CNN  — 

Ukrainian President Volodymyr Zelensky’s speech at the US Capitol on Wednesday, where he expressed gratitude for US support, was a historic moment, and one which resonated with people in his home country.

CNN spoke to members of the public in Ukraine to gauge their reaction to Zelensky’s visit and the way he was received by US lawmakers, with one woman saying the moment brought “tears” to her eyes.

The transatlantic visit was Zelensky’s first trip outside Ukraine since Russia invaded in February. He took the opportunity to thank the key Western ally for the country’s support, and ask for further assistance.

“Against all odds, and doom and gloom scenarios, Ukraine didn’t fall. Ukraine is alive and kicking,” Zelensky said.

His trip drew ire from the Kremlin, with a spokesperson saying neither US President Joe Biden nor Zelensky were showing a “potential willingness to listen to Russia’s concerns.” Moscow warned that the US supplying Patriot missile systems to Ukraine would prolong people’s “suffering,” and Russia’s foreign ministry said Kyiv and its Western allies are “set for a long confrontation with Russia.”

Yet within Ukraine itself, people were touched by their leader’s speech.

‘He spoke the truth’

Mariya Hrachova, a marketing director in Kyiv, told CNN that she is always moved by Zelensky’s speeches, and Wednesday was no different.

“When he spoke to the House of Representatives, the way he looked, he didn’t wear a suit, he was himself,” she said. “He spoke the truth, he said what he wanted, what he had to say, I admire that.”

Mariya Hrachova said Zelensky's reception was "very touching."

His reception was “very touching,” said Hrachova, who underlined the effectiveness of the visit in “bringing back weapons and hundreds of millions of dollars in aid,” even if more will be needed in future.

“We understand that will need to increase,” said Hrachova. “I know that there are various views in the American establishment about the situation in Ukraine and US support for Ukraine, but we hope that the majority in the government and in the Congress will support us.”

‘I really had tears in my eyes’

Tetyana Vasylivna, a fruit seller in Kyiv, also hailed Zelensky’s visit to Washington.

“It seems to me that this visit will bring the end of the war closer,” said Vasylivna, who is originally from Kherson. “I think this trip will help us to get victory.”

“I really had tears in my eyes when I see in such a good way he (Zelensky) was welcomed,” she said. “He is doing a great job as a president, really great, I have no other words to describe him.”

"I really had tears in my eyes," said Tetyana Vasylivna.

World institutions ‘ineffective’

Oleksandr Kuzmenko, who works in computer graphics in Kyiv, said it was important that US lawmakers heard about the situation on the ground directly from the Ukrainian president, rather than from a third party.

“I’d say he put it across very well, both in terms of messaging and choreography,” Kuzmenko said. “It was a good way to emphasize all the points and ask for weapons.”

Kuzmenko said that he supports Zelensky’s key messages, and believes the Russian invasion has shown the shortcomings of existing world institutions.

Oleksandr Kuzmenko praised Zelensky's speech to US lawmakers.

“The current world security architecture is ineffective, and we are the reason it needs to be rebuilt, because of our sacrifice,” he said.

“If we let it pass, it won’t be us having to sort … out this mess, it will be for our children and grandchildren,” added Kuzmenko.

Visit indicates US ‘commitment’

Oleksandr Solonko, a Ukrainian serviceman currently based near Bakhmut, said he didn’t manage to watch Zelensky’s speech in Washington, but he believes that the visit was a positive.

“Such visits do not happen by chance.
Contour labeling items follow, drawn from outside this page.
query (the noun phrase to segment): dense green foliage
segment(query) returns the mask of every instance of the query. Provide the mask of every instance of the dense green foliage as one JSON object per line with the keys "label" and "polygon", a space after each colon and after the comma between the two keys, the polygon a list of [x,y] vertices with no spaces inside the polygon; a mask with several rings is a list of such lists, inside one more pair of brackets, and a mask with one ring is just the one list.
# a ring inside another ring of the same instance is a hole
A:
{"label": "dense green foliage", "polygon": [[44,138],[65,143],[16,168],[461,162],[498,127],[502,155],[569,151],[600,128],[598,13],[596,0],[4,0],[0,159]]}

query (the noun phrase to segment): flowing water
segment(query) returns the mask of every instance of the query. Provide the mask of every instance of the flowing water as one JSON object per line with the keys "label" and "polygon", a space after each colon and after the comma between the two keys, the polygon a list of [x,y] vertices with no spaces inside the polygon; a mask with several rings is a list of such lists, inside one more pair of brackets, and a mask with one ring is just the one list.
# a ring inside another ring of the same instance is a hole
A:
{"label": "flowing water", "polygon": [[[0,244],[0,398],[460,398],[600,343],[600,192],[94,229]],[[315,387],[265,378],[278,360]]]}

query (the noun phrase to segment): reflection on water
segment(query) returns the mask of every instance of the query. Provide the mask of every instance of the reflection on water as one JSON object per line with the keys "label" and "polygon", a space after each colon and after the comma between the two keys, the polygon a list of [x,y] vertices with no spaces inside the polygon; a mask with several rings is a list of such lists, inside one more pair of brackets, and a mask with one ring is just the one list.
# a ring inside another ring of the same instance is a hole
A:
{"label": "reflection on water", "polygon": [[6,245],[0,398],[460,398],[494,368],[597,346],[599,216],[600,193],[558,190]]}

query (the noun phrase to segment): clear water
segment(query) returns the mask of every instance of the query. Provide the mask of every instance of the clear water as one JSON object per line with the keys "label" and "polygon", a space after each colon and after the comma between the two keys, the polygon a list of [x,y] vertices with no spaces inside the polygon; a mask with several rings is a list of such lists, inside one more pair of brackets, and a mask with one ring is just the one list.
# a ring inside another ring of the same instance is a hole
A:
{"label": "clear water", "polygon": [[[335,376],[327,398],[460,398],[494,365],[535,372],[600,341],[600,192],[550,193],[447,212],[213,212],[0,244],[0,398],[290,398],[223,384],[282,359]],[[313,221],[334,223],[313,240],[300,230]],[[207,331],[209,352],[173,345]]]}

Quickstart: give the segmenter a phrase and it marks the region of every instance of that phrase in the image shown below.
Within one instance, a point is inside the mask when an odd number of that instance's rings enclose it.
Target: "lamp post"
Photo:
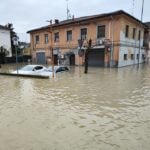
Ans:
[[[47,21],[50,23],[50,34],[51,34],[51,62],[52,62],[52,77],[54,78],[54,56],[53,56],[53,28],[52,28],[52,20]]]
[[[88,41],[88,47],[85,51],[85,70],[84,70],[84,73],[87,74],[88,73],[88,55],[89,55],[89,51],[91,49],[91,46],[92,46],[92,40],[89,39]]]
[[[13,44],[15,46],[15,53],[16,53],[16,70],[17,70],[17,74],[19,73],[18,71],[18,53],[17,53],[17,46],[18,46],[18,40],[19,40],[19,37],[18,36],[14,36],[12,38],[13,40]]]
[[[142,0],[142,10],[141,10],[141,22],[140,27],[142,27],[142,21],[143,21],[143,11],[144,11],[144,0]],[[139,31],[139,55],[138,55],[138,67],[140,65],[140,53],[141,53],[141,31]]]

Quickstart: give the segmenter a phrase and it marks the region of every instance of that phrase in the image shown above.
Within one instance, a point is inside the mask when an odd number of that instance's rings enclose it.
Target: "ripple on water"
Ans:
[[[0,149],[150,149],[149,72],[84,75],[75,67],[54,80],[1,76]]]

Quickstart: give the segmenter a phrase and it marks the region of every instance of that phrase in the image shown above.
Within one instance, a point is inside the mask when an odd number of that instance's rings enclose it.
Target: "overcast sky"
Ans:
[[[133,5],[134,4],[134,5]],[[142,0],[69,0],[75,17],[124,10],[140,19]],[[143,21],[150,21],[150,0],[145,0]],[[48,25],[46,20],[67,18],[66,0],[0,0],[0,24],[13,23],[23,41],[29,41],[28,30]]]

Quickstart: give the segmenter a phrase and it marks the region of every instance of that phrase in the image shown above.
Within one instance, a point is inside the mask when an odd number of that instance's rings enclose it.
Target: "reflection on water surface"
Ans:
[[[0,149],[149,150],[150,66],[0,76]]]

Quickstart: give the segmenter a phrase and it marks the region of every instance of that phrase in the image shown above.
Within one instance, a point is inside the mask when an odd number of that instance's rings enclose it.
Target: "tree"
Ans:
[[[3,46],[0,47],[0,63],[5,63],[5,57],[9,54],[9,51]]]

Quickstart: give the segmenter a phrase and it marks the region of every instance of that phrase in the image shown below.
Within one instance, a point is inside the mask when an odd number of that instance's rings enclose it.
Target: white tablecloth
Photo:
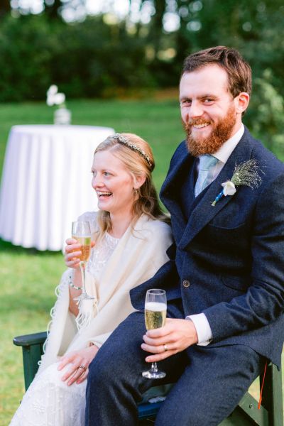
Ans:
[[[71,222],[97,209],[91,168],[97,146],[113,129],[14,126],[0,193],[0,236],[38,250],[61,250]]]

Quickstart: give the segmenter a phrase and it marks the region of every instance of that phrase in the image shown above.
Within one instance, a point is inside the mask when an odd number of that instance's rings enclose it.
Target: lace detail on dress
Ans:
[[[70,368],[58,371],[58,363],[36,376],[10,426],[82,426],[87,380],[68,386],[61,380]]]
[[[114,238],[109,234],[105,234],[99,243],[92,249],[91,256],[87,265],[87,271],[94,278],[99,277],[119,241],[119,238]]]

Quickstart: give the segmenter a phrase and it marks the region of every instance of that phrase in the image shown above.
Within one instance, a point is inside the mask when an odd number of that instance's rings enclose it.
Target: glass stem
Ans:
[[[151,371],[153,371],[153,373],[156,373],[158,371],[158,367],[157,367],[156,362],[152,362]]]
[[[82,294],[86,294],[86,287],[85,287],[85,275],[84,271],[86,269],[86,262],[81,261],[80,263],[81,275],[82,275]]]

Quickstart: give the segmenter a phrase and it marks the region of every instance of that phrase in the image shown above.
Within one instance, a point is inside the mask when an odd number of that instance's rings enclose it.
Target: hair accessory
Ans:
[[[126,145],[128,147],[130,148],[130,149],[132,149],[132,151],[136,151],[136,153],[138,153],[140,155],[141,155],[142,157],[143,157],[145,158],[145,160],[147,161],[147,163],[149,165],[149,166],[151,167],[151,168],[152,168],[152,166],[153,166],[152,162],[150,160],[149,157],[147,155],[147,154],[141,148],[137,146],[137,145],[134,145],[134,143],[131,143],[128,138],[123,136],[120,133],[116,133],[115,135],[111,136],[111,137],[113,138],[114,139],[117,139],[117,141],[119,143],[123,143],[124,145]]]

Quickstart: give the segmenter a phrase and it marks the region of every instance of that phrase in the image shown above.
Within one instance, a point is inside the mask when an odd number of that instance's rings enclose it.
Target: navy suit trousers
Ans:
[[[173,310],[173,316],[182,317]],[[131,314],[98,351],[89,366],[85,426],[138,425],[143,393],[153,386],[175,382],[155,425],[217,425],[263,368],[264,359],[245,345],[194,345],[158,363],[165,379],[144,378],[141,372],[150,368],[141,349],[145,332],[143,314]]]

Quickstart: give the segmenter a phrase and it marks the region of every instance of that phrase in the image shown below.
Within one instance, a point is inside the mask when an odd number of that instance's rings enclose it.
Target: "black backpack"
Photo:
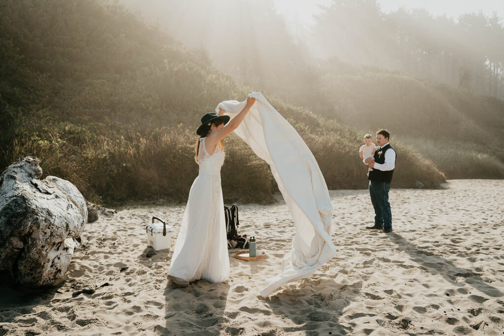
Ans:
[[[224,206],[224,214],[226,218],[226,232],[227,234],[227,248],[248,248],[246,235],[238,234],[240,225],[238,219],[238,207],[233,205],[231,208]]]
For us, this is an indicator of the commitment of the United States and that we will continue to be supported,” he said.

“We, the military, are doing our job and expect our government to make progress towards obtaining the necessary weapons and other means to help us drive the occupiers from our land.”

It is also part of “the symbolic war,” said Solonko.

“What will happen behind the scenes of the visit, apart from military cooperation and economic support, is also interesting,” he said. “There are probably many more issues that need to be discussed between the representatives of our countries.”